As soon as Simona had guided the pilgrims back to the hospice, she took Austin to see Doctor Lupo about his swollen hand. And no sooner had they left than the other pilgrims began to argue.

“I knew we should never have come,” said Nest. “I just want to go home.”

“It's a pity Lady Gwyneth brought you at all,” Nakin told her.

“We can't go on!” wailed Nest.

“I'd be very glad to leave you here,” Nakin said nastily, “but it's not what Lady Gywneth wished. Anyhow, your passage is already paid for.”

“With you, Nakin,” Tilda observed, “it's always about money, money, money.”

“Gobbo will have to repay Lady Gwyneth's fare,” Nakin said. “Everard! What do you think?”

Everard gave a low whistle. “You must be up against it,” he said, “asking my opinion.”

“Dear God, man!” exclaimed Emrys. “Why can't you just answer him?”

“What I think,” Everard replied in a calm voice, “is that we should respect Lady Gwyneth's wishes, and remember how she said that each step we take is a step toward paradise.”

“Exactly!” said Nakin.

“And I've got work to do, teaching Gatty. Besides, I want to hear how Saracens sing.”

“We must stick together,” Emrys said. “That's the important thing.”

“I'm going home!” Tilda proclaimed. But then she burst into noisy, messy tears and, curiously, that set Nakin off too. He sobbed and he dribbled.

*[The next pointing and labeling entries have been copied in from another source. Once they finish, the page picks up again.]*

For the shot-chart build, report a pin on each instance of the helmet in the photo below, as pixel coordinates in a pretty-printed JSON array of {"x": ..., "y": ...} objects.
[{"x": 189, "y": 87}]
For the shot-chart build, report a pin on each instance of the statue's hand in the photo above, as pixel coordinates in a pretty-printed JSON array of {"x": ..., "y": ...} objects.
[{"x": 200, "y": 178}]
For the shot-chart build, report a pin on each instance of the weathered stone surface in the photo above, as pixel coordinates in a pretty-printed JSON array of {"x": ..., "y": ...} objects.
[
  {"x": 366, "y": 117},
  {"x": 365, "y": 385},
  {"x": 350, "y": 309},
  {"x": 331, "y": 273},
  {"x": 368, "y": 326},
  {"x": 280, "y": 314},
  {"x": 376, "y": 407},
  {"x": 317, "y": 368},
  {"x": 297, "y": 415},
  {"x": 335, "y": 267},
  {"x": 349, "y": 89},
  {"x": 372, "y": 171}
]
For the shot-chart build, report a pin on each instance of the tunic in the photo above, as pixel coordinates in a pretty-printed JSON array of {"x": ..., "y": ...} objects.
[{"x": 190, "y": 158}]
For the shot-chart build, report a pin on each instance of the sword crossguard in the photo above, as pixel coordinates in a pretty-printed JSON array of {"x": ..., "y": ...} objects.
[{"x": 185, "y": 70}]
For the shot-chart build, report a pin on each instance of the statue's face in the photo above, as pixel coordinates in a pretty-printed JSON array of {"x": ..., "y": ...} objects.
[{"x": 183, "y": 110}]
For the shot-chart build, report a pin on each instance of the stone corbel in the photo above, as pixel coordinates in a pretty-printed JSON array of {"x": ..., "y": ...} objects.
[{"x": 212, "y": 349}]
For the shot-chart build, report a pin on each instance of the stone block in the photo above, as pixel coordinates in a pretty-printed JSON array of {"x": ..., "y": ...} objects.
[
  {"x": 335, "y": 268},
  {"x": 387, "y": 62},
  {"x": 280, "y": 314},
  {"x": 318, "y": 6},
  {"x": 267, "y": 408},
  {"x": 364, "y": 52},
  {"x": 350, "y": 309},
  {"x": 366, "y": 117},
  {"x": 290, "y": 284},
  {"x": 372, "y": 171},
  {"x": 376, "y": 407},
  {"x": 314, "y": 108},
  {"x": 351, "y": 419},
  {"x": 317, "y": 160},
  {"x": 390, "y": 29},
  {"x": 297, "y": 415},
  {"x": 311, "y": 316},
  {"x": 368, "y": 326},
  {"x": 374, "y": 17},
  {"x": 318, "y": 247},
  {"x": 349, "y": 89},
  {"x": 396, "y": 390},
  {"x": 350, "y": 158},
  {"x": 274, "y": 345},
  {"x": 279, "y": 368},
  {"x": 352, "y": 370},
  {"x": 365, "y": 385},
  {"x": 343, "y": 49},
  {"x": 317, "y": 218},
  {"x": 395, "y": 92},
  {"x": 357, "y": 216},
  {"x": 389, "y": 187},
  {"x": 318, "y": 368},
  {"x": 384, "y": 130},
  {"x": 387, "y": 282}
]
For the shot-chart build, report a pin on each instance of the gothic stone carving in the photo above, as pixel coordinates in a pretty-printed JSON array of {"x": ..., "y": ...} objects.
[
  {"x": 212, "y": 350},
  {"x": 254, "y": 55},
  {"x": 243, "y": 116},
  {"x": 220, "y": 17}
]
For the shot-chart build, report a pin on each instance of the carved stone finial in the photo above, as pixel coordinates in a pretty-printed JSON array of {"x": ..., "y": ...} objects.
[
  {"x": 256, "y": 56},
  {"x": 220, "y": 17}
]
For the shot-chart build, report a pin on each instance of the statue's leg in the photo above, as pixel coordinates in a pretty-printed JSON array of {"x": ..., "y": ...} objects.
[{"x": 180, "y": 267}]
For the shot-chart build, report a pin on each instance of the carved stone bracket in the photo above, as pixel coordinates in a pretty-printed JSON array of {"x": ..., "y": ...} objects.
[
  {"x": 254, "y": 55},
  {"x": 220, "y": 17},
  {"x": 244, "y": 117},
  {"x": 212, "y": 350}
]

“Part of me died when she did,” he gulped. “I mean, everything I'm not.”

“I don't understand,” said Nest.

“Her honor and eagerness, her wholeheartedness. Her…”

“You're coming with me, Tilda,” Emrys announced in a forceful voice.

“No!” screamed Tilda.

“What about the horses? How would they manage without me?”

“What about you, Snout?” asked Nest.

Snout shook his head. “First I think one thing, then I think another.”

“Snout can never make his mind up,” said Nakin. “Always sniffing and sniveling!”

“I'm going out!” Nest announced. “Lady Gwyneth's dead, and all you do is argue!”

And with that, she turned her back and flounced out of the room.

“She means all she can do is think about Sei,” said Tilda. “Did you see her in the graveyard? The way she kept edging closer to him.”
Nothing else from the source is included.